Spiritist Review — 1862 · Allan Kardec

Chapter 15 of 125

Forgetting injuries

My daughter, the forgetting of injuries is the perfection of the soul, just as the pardon of the wounds done to the truth is the perfection of the Spirit. It was easier for Jesus to pardon the outrages of his Passion than for the least of you to pardon a slight mockery. The great soul of the Savior, accustomed to gentleness, conceived neither bitterness nor vengeance; ours, struck by insignificant things, forget what is great. Daily, men implore the pardon of God, which descends upon them like a beneficent dew; but their hearts forget that word ceaselessly repeated in prayer. In truth I say to you: the inner gall corrupts the soul; it is the bulky stone that fixes it to the ground and retards its elevation. When you are reproved, enter into yourselves; examine your inner sin, that which the world ignores; measure its depth and cure your vanity through the knowledge of your wretchedness.
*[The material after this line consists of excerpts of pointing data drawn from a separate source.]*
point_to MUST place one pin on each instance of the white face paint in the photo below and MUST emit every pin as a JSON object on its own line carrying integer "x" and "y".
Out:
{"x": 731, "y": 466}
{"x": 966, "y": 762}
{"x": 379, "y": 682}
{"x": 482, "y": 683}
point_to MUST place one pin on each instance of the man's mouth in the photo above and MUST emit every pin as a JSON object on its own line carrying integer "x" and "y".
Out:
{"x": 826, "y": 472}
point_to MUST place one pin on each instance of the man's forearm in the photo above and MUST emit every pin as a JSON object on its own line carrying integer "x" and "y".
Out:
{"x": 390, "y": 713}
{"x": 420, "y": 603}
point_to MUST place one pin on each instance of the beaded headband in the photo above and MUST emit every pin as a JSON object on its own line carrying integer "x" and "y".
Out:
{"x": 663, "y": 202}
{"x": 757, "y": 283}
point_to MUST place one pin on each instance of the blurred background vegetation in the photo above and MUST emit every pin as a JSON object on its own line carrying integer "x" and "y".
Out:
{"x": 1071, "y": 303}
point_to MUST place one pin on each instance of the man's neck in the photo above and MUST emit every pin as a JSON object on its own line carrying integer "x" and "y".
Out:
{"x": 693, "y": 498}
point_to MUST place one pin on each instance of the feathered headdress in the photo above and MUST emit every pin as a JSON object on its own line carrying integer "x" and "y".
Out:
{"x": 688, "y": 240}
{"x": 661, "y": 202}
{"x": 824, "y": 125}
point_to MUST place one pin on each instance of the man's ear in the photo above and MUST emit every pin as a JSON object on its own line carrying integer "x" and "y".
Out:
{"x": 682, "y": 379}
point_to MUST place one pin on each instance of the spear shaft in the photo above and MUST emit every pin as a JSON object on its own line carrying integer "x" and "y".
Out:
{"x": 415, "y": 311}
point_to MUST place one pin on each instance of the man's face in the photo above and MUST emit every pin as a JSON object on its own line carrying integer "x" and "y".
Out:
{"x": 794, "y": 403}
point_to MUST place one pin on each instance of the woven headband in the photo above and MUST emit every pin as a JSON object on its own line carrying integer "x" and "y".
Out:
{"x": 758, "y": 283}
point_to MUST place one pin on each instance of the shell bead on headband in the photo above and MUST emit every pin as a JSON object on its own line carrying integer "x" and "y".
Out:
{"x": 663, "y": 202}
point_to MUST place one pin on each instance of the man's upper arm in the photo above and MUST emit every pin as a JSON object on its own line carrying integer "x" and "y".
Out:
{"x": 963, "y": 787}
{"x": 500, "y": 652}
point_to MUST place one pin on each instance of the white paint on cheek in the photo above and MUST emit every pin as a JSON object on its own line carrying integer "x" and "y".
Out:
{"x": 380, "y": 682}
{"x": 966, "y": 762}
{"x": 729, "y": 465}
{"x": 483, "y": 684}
If, more grave, the offense reaches the heart, lament the unfortunate one who committed it, as you lament the wounded man whose open wound lets the blood flow; pity is owed to him who annihilates his future being. In the Garden of Olives Jesus knew human pain, but he always ignored the bitterness of pride and the pettiness of vanity; he was incarnated to show men the prototype of the moral beauty that was to serve them as a model: never turn away from it. Mold your souls like soft wax and make your transformed clay become an imperishable marble, on which God, the great sculptor, may inscribe his name. Lazarus.